As an NHS student I am given a bursary of around £570 a month. This is sufficient for me to live on, but that’s about it.
Now I’m not a money expert, far from it, but there are ways that I’ve learnt to get by that might be helpful for you too.
The first thing you should do is make sure you’re getting everything you’re entitled to.
In my own personal case, I found that I was able to claim extra support for having a dependency (a very flattering term for my new born baby boy, Dylan). Also, because I am now in full-time education I am exempt from paying council tax - all I needed to do was to provide proof of my student status.
Secondly, are there any benefits that you may be entitled to?

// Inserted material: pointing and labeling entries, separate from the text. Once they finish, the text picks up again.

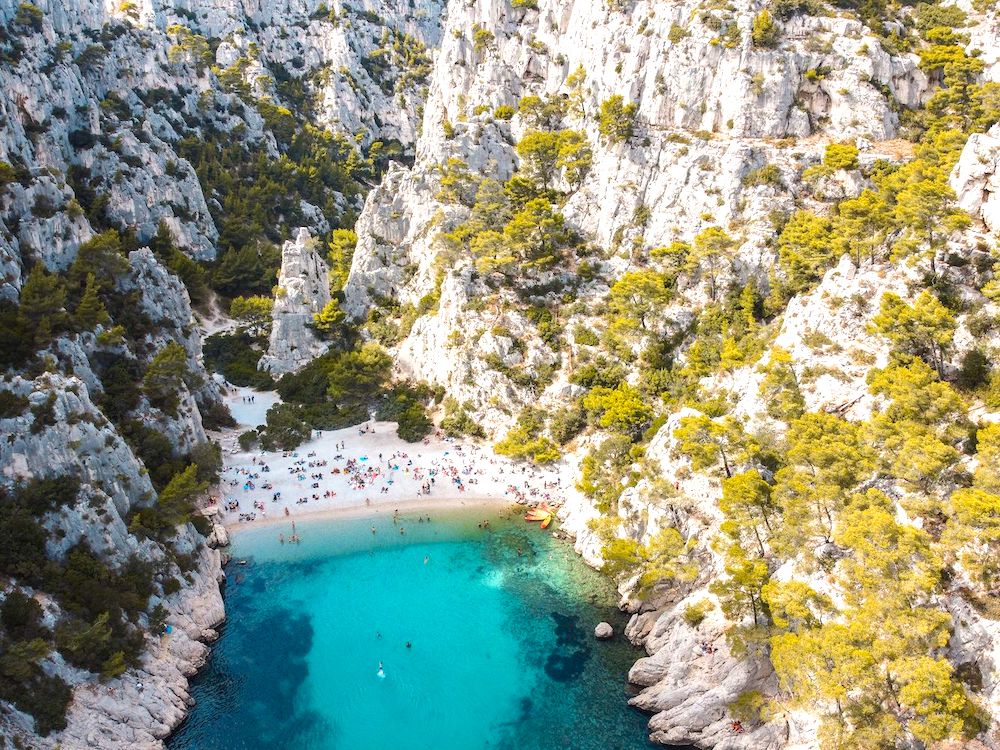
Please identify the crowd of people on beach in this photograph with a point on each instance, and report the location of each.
(460, 468)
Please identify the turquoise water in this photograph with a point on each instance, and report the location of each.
(501, 653)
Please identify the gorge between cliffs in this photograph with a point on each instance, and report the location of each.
(704, 288)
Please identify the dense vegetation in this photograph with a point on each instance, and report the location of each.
(874, 524)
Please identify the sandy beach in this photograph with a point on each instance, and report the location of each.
(367, 470)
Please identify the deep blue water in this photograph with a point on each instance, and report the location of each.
(501, 655)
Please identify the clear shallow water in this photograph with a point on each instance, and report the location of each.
(502, 650)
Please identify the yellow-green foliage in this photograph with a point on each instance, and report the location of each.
(526, 441)
(616, 120)
(765, 31)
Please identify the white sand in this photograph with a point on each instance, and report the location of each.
(396, 480)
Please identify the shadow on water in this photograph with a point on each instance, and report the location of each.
(255, 673)
(569, 659)
(567, 690)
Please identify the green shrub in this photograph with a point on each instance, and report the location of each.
(974, 370)
(840, 156)
(285, 429)
(525, 441)
(236, 357)
(413, 424)
(503, 112)
(567, 423)
(765, 31)
(458, 422)
(585, 336)
(616, 121)
(21, 616)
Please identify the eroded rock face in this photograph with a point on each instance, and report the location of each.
(63, 432)
(303, 291)
(709, 114)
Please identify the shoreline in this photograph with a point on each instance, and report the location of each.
(350, 512)
(365, 470)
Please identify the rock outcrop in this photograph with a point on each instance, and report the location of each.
(976, 178)
(303, 290)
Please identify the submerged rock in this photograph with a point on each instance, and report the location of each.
(603, 631)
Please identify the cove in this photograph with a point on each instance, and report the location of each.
(500, 626)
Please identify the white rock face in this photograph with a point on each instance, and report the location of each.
(976, 178)
(64, 433)
(303, 290)
(708, 114)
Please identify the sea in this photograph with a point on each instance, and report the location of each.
(440, 634)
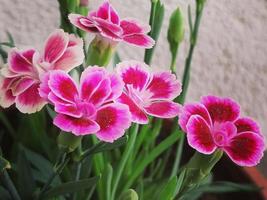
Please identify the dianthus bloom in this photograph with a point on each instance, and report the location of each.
(148, 93)
(20, 79)
(106, 23)
(90, 107)
(214, 123)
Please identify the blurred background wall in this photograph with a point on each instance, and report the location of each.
(230, 57)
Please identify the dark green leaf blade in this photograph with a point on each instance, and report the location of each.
(168, 191)
(71, 187)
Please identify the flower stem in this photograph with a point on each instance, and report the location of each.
(165, 144)
(10, 186)
(124, 159)
(58, 168)
(186, 75)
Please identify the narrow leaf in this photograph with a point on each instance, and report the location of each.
(168, 191)
(71, 187)
(4, 164)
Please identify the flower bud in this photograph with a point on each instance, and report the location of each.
(84, 3)
(176, 29)
(175, 34)
(100, 51)
(68, 142)
(129, 195)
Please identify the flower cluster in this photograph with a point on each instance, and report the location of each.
(106, 23)
(20, 79)
(106, 103)
(214, 123)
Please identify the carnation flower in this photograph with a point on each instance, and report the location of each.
(148, 93)
(90, 107)
(106, 23)
(214, 123)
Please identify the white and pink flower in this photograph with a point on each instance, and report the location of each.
(214, 123)
(20, 79)
(106, 22)
(148, 93)
(88, 108)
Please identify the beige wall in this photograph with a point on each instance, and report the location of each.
(230, 59)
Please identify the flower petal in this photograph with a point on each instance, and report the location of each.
(108, 29)
(193, 109)
(55, 46)
(164, 86)
(247, 124)
(134, 73)
(78, 126)
(116, 84)
(113, 120)
(101, 93)
(62, 85)
(163, 109)
(44, 89)
(22, 85)
(68, 109)
(199, 135)
(30, 101)
(106, 12)
(6, 98)
(221, 109)
(139, 40)
(71, 58)
(246, 149)
(132, 26)
(20, 64)
(138, 115)
(90, 80)
(82, 22)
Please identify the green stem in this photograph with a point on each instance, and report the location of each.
(123, 160)
(10, 186)
(58, 167)
(178, 156)
(186, 75)
(140, 167)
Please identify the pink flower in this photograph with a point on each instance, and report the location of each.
(215, 124)
(106, 22)
(148, 93)
(20, 79)
(90, 107)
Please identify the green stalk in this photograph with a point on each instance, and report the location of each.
(10, 186)
(186, 75)
(124, 159)
(140, 167)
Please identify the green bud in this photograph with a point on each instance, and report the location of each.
(175, 34)
(176, 28)
(68, 142)
(129, 195)
(100, 51)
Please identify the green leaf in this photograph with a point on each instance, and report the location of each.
(129, 195)
(7, 124)
(104, 146)
(180, 181)
(26, 184)
(116, 59)
(43, 166)
(155, 21)
(4, 194)
(71, 187)
(168, 191)
(159, 149)
(4, 164)
(10, 39)
(219, 187)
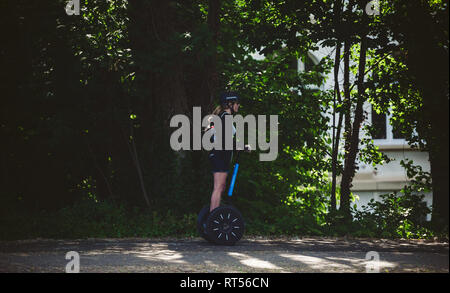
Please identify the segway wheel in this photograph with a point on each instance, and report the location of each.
(225, 225)
(201, 222)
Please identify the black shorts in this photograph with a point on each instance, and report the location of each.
(220, 160)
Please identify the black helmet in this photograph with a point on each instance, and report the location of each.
(228, 97)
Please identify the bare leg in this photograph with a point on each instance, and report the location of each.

Since coming to university I have recently found that the reason why I struggled so much with writing and mathematics is that I have dyslexia. The test for dyslexia can be rather expensive but fortunately for me I received my test from University for free and now I’m entitled to extra funding and equipment to enable me to learn at the same level as my fellow students.
Finally, be thrifty.
There are many websites and support centres to help people to be as money conscious as possible. And Student Nursing Times has many articles in its money section to help you too. On the plus side, many people say that they learnt their appreciation for the value of money from being a student.
So, contact your student services department at your university to find out what other benefits or support you may or may not be entitled to. Contact your funding organisation as they may be some extra support which could be offered to you depending on your situation.
All students have different situations and a bit of effort could save you a fair bit.